Mikron theatre company is renowned for performing in non-traditional spaces such as allotments and chip shops, and it pushed the boat out with its latest production In at the Deep End (focusing on the Royal Lifeboat Institution) by performing in Scarborough’s Lifeboat Station, in front of the Scarborough Lifeboat.
Before the play started we were warned that there might be a real life ‘shout’ during the performance; fortunately the only ‘shout’ that evening was on the stage, but it brought it home to you that the RNLI lifeboats around the UK and Ireland are on call 24 hours a day, ready to respond to any emergency at sea.
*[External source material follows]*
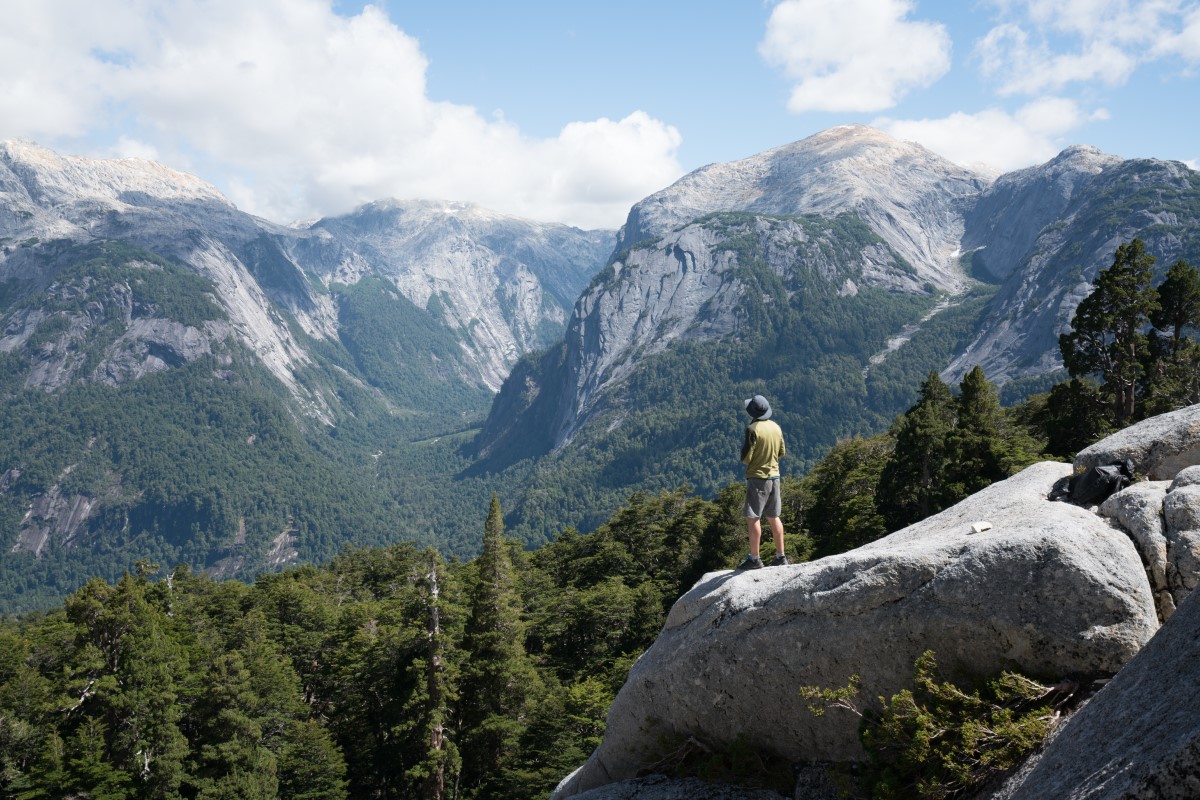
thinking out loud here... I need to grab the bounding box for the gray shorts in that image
[744,477,782,519]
In true Mikron style we learned about the history of the RNLI through a mixture of music and narrative, and lots of props used with great gusto and enthusiasm by the cast of four, taking on a variety of roles, James McLean, Rose McPhilemy, Craig Anderson and Claire-Marie Seddon. This talented team made playing instruments while acting look effortless; the play ebbed and flowed just like the waves we could see behind them. A particular highlight was the Rescue – an inspired piece of theatre enhanced by the clever use of instruments, including a cajon drum.
Comedy and pathos was intertwined so you cared about the outcome of the troubled father-son relationship between Darren (James Mclean) and Billy (Craig Anderson), as well as learning a great deal about Lifeboats and Life Jackets.